In 'DWP, Rightsnet and Disability Alliance sing from same sheet'

we criticized both organisations for uncritically reproducing extracts from a DWP press release as if it were the unvarnished truth. The press release was about an allegedly independent study which purported to show that unemployment damages health but, 'when people return to work from unemployment their health improves by as much as unemployment damages it'. The report was welcomed gleefully by a government minister. In fact, the document was written by a former DWP employee who has close links with scandal hit American employment insurance giant UnumProvident.

We'd ask readers to imagine their reaction if Friends of the Earth printed, without any caveats or criticism, a story explaining that a new government report showed that nuclear fuel was the most environmentally friendly form of power generation and the best way to reduce global warming. If the report was written by a former government nuclear scientist who now worked for a nuclear reprocessing company - but Friends of the Earth chose not to mention this - people might just start to wonder about their allegiances and sense of purpose.

We stand by our criticism. A campaigning organisation simply doesn't have the option of printing bits of the other side's press releases - it has to say where it stands. Disability Alliance have now altered the text on their website - inviting visitors to 'judge for yourself' about the contents of the report.

Funders
We have other concerns about Disability Alliance's credibility as a campaigning organisation.

As well as receiving funding from Her Majesty's Revenue and Customs (HMRC) with whom they are "working together with the aim of improving the way tax credits are claimed and administered". Disability Alliance also receives funding from UnumProvident. Unum, an American disability insurance company, has recently paid $15 million to compensate people it allegedly carried out improper medical assessments on.

Unum is a very strong supporter of the current welfare reforms and has a clear financial interests in seeing as many disabled people as possible found fit for work. It was heavily involved in the creation of the original All Work Test and had representatives on both the committees drawing up the proposed new Personal Capability Assessment. It is difficult to imagine a less appropriate funder for an organisation campaigning for the rights of disabled claimants.

(See: US medical scandal company at heart of UK welfare reform 11.08.06 )

One of the Disability Alliance publications which Unum sponsors is 'Moving into work: a guide to the benefits, tax credits and other help available to disabled people considering work or self-employment'. This author, along with Holiday Whitehead, wrote the original guide. At the time, we were informed that the publication was being sponsored by the Department of Health. Back then, in any case, the name UnumProvident would have meant nothing to us. Now that we know rather more, there are no circumstances under which we would undertake work with which Unum is connected and we no longer update Moving into Work.

Disability Alliance, on the other hand, received a letter from disability campaigners Winvisible in December 2005 explaining their many concerns about the activities of UnumProvident and questioning Disability Alliance's links with them. (Winvisible were the group whose members famously chained themselves to the railings at Downing Street when the first New Labour administration attempted to cut disability living allowance. The protests on that occasion led to a rapid government u-turn and the resignation of a minister).

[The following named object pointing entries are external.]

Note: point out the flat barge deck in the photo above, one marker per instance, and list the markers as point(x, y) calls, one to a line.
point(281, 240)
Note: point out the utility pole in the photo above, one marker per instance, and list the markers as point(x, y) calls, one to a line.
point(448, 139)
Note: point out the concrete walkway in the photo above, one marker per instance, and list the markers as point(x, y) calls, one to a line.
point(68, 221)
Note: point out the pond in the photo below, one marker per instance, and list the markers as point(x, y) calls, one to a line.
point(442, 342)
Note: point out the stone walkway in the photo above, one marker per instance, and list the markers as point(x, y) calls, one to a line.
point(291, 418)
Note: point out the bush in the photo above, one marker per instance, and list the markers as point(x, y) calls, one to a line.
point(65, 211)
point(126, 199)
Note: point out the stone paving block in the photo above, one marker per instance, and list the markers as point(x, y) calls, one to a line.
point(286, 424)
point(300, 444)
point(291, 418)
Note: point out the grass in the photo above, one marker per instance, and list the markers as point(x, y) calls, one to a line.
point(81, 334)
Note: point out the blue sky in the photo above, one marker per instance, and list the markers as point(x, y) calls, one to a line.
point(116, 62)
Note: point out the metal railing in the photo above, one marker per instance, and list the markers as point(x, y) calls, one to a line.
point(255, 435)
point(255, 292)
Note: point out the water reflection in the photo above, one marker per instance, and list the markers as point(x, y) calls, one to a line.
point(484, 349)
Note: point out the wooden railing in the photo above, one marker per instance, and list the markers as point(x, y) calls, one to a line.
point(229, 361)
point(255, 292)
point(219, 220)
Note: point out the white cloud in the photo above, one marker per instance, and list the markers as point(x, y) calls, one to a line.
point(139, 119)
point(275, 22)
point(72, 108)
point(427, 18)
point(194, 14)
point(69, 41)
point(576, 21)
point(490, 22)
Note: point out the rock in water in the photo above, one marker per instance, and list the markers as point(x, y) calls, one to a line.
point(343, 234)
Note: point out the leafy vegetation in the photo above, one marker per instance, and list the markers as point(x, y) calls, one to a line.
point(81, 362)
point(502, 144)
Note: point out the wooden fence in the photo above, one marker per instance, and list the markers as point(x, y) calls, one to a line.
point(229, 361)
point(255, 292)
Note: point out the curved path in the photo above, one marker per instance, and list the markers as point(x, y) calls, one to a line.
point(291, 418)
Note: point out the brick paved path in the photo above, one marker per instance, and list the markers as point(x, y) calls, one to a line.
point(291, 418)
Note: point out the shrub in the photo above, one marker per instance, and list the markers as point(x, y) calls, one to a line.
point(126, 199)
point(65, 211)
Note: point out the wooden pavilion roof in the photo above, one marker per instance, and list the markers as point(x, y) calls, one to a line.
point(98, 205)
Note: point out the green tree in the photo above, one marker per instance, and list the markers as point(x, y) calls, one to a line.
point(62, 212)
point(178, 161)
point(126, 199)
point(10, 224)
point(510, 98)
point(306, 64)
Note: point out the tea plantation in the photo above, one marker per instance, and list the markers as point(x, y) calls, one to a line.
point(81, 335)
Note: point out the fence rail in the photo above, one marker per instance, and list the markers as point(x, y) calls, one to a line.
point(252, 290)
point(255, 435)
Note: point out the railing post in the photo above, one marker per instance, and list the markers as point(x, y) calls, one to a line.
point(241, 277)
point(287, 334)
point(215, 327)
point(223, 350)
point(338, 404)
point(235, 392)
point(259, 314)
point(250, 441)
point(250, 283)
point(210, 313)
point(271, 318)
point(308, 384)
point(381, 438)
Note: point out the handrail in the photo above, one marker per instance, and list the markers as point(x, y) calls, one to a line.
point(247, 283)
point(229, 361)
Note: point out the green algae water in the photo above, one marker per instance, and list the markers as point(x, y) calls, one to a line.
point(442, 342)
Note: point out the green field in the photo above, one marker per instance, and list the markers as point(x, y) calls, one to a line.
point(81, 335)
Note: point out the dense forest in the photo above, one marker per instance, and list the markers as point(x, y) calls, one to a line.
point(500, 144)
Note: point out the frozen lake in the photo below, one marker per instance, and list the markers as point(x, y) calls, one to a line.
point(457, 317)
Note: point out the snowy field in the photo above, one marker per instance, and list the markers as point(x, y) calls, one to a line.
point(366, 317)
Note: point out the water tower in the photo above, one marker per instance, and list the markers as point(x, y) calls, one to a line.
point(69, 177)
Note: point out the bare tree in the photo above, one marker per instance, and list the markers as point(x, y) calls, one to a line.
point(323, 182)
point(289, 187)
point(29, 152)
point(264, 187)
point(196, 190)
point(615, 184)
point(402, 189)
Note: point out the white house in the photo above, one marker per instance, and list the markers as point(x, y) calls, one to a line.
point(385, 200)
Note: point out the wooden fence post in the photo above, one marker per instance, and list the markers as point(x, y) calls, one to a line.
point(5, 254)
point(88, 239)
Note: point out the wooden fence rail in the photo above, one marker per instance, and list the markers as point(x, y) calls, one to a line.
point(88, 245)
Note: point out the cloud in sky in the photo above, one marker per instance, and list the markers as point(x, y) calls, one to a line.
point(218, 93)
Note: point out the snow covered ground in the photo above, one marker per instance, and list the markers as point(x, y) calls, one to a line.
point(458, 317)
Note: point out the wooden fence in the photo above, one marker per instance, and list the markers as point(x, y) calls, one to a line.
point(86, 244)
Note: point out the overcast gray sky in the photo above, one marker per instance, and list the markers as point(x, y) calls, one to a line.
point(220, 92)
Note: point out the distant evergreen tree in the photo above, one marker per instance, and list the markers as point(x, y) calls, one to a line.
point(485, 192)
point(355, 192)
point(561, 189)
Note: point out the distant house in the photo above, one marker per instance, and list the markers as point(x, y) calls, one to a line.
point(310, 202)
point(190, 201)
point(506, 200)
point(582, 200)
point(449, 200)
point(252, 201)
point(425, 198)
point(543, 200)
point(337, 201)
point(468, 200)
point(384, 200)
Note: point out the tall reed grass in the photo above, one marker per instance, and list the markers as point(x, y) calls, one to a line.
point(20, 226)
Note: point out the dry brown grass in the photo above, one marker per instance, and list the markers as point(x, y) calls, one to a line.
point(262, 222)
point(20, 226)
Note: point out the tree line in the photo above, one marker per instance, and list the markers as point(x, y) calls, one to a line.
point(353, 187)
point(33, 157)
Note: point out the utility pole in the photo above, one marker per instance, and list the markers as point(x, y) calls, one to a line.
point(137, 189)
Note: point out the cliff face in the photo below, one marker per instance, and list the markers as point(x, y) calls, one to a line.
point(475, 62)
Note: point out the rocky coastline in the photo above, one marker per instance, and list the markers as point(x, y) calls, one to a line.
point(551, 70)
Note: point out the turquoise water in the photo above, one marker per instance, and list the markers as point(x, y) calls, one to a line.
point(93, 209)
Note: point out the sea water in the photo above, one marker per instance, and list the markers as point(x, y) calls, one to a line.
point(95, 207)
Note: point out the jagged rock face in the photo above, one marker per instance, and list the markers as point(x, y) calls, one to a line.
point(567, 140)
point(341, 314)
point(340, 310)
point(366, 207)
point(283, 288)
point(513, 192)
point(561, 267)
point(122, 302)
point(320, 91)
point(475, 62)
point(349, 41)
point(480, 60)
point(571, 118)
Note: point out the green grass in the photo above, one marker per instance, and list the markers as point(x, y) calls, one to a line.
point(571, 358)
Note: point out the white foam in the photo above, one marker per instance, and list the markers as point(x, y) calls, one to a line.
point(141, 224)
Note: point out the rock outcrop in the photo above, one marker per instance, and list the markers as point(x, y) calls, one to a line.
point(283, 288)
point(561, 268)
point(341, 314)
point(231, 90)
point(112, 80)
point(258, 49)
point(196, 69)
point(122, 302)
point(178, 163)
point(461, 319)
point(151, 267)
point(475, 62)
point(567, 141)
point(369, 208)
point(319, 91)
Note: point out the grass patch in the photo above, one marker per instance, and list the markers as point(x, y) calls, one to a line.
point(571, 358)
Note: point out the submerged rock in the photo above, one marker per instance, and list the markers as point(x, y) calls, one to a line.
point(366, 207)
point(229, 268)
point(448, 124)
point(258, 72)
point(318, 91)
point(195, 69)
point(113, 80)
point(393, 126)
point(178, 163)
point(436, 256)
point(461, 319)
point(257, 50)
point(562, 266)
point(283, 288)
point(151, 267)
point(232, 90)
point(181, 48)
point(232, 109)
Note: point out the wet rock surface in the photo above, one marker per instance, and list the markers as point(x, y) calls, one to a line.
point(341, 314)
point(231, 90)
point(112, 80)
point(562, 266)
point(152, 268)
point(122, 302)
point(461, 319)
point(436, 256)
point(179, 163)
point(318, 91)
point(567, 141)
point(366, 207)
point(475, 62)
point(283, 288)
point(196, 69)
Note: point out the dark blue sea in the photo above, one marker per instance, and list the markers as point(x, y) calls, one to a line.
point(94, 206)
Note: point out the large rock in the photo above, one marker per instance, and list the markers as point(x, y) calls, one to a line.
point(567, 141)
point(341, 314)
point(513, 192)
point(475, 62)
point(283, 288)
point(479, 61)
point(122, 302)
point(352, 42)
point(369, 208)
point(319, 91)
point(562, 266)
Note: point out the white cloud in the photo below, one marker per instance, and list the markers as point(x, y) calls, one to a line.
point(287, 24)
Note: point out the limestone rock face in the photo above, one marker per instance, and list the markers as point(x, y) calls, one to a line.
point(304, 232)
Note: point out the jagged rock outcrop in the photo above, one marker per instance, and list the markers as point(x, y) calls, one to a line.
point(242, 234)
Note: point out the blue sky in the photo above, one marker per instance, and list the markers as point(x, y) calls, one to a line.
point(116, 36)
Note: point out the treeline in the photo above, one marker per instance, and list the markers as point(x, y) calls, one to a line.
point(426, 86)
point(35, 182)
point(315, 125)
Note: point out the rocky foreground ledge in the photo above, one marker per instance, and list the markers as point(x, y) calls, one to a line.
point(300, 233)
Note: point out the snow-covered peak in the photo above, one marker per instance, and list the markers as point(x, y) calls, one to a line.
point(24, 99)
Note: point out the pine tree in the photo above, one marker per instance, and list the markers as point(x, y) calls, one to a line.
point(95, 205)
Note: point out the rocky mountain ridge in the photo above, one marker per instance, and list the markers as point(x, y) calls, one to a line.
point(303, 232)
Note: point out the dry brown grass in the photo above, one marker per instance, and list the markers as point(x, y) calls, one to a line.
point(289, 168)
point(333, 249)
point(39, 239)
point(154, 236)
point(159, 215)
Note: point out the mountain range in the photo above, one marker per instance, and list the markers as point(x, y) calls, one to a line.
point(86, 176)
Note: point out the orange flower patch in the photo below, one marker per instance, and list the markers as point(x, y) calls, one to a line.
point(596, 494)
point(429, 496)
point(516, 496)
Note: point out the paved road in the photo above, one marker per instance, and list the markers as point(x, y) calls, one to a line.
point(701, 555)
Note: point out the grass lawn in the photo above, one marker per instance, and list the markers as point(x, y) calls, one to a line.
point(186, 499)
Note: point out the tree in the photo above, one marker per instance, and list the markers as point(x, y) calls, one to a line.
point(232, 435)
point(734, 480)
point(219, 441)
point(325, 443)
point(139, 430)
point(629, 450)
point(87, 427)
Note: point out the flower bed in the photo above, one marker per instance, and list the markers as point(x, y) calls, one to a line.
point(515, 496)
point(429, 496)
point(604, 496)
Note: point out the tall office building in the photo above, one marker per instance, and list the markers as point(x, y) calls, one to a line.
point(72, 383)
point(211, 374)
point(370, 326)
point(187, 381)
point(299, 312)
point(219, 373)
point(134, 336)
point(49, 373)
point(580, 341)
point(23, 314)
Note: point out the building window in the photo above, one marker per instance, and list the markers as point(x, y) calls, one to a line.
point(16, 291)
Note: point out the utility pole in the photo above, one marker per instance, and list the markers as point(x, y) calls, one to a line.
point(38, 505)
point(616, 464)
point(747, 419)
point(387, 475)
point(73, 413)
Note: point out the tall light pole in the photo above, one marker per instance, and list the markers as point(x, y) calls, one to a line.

We understand from Winvisible that Disability Alliance never replied to that letter and, in April of this year, they produced the third edition of the Moving into work, once again sponsored by Unum.

Last chance
There is still a very slim chance of overturning some of the worst provisions of ESA when the Welfare Reform Bill goes to the Lords in the New Year. If Disability Alliance don't mount a vigorous and very public campaign against issues such as the obscene test for qualification for the higher rate of ESA or the power of private sector contractors to cut claimants benefits, readers will be left will little room for doubt about whose side they are on.